Soffiando via la gioventù

Sopladora de Hojas, titolo messicano in concorso al 33° Torino Film Festival (e vincitore del Premio per la Miglior sceneggiatura ex-aequo con il cinese A simple Goodbye di Degena Yun) è il racconto scanzonato e un po' folle di un trio di adolescenti, e amici, ancora alla ricerca di un proprio posto e un proprio valore nel mondo. Il regista Alejandro Iglesias confeziona un'opera prima accattivante, ammiccante, ricca di sorrisi e di gag ma anche di momenti cupi, nel cui tono scanzonato di una giornata di adolescenti imbranati e teneri è racchiuso tutto l'amaro dell'età forse in assoluto più complessa delle nostre vite. Un età in cui risate e ferite sperimentate sedimentano, gettando le fondamenta di quello che poi sarà il carattere adulto, con i propri talenti, i propri dolori e le proprie imperfezioni. Ed è su quest'idea dell'importanza che assumono (tutti) i giorni e gli eventi a quell'età che il regista messicano si basa per costruire queste 24 ore di eventi casuali, particolari, fondanti. Attraverso dialoghi che restituiscono l'estemporaneità di un racconto iscritto in una scansione temporale realistica, Sopladora de Hojas riesce a dire qualcosa di sé, e dei suoi tre improbabili protagonisti. I loro tic, le loro ossessioni (chi mangia troppo, chi fuma troppo, chi è troppo dipendente dai propri affetti) ma anche le loro qualità (come Emilio così insicuro da cedere sempre il passo agli altri, ma in fondo assai altruista e generoso) entrano di peso nella cifra stilistica di questa pellicola che resta in fondo semplice e fresca, ma che riesce a trovare un suo spessore, a veicolare ben più della mera, quasi surreale cronologia di un semplice pomeriggio tra amici.
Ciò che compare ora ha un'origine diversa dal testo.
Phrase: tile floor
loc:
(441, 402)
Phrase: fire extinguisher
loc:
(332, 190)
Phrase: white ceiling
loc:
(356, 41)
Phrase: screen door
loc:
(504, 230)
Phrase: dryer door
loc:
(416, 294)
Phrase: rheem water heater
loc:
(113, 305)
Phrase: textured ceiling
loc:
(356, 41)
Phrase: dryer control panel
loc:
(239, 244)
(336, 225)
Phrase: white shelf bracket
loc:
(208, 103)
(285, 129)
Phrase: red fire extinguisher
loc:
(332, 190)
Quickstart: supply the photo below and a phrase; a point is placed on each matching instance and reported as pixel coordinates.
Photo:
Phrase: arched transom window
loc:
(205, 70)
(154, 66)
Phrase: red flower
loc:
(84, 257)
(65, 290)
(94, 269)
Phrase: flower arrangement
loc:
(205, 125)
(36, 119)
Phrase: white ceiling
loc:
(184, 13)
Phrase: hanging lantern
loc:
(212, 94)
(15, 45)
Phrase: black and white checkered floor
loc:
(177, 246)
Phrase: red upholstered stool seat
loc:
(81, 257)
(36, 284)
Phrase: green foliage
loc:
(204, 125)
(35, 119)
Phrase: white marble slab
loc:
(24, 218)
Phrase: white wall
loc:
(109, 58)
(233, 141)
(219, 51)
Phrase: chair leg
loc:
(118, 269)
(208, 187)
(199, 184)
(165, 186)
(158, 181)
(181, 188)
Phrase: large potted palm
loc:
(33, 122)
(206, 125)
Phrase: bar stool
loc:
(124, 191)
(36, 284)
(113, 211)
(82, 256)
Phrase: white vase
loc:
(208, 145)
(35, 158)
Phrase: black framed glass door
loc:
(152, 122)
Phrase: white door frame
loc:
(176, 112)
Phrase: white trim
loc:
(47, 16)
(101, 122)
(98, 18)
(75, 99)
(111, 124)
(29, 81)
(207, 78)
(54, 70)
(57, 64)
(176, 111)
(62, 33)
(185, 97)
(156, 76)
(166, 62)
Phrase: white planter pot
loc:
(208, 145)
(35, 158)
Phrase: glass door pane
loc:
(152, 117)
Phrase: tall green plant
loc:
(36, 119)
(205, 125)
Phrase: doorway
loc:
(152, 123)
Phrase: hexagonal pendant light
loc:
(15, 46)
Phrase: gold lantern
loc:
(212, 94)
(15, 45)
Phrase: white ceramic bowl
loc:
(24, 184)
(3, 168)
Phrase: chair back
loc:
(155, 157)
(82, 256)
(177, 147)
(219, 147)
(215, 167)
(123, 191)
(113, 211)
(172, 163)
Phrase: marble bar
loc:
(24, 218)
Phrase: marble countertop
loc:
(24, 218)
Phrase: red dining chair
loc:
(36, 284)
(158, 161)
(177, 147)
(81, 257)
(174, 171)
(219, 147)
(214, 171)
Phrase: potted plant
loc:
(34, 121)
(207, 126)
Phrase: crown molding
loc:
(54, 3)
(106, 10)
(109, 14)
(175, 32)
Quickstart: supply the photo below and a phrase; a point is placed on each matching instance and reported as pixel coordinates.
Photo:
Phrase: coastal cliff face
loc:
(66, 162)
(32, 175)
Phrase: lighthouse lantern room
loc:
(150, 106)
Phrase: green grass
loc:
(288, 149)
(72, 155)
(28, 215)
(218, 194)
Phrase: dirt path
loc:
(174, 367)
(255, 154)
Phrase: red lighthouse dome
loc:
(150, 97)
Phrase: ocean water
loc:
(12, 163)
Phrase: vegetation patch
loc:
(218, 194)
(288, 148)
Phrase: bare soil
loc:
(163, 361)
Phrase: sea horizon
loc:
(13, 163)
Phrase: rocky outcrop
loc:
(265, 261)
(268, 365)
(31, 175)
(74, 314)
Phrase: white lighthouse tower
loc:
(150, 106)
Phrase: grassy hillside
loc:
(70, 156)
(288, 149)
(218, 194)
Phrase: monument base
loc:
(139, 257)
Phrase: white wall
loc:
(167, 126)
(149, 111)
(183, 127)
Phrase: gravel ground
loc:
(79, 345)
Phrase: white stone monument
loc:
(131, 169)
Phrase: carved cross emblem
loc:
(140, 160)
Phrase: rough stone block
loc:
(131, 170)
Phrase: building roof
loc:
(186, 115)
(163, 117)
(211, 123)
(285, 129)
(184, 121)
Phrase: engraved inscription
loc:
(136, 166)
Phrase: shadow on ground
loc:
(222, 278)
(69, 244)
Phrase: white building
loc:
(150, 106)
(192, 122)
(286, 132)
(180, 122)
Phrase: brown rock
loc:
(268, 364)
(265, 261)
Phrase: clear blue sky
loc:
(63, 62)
Sopladora de Hojas In concorso al 33° Torino Film Festival, l’opera prima del regista messicano Alejandro Iglesias è una vivida e verace immagine del viver e diventar grandi, tra segreti e privazioni, ossessioni e remissioni. Una giornata di attesa, estemporanea, per render l’ultimo saluto a quell’amico che non c’è più e che diventa invece il luogo unico (temporale e spaziale) dove misurarsi, scontrarsi, crescere. Una fiaba divertente e malinconica che lascia il segno e colpisce grazie anche al talento naturale di tre giovani protagonisti che entrano poco alla volta nel cuore.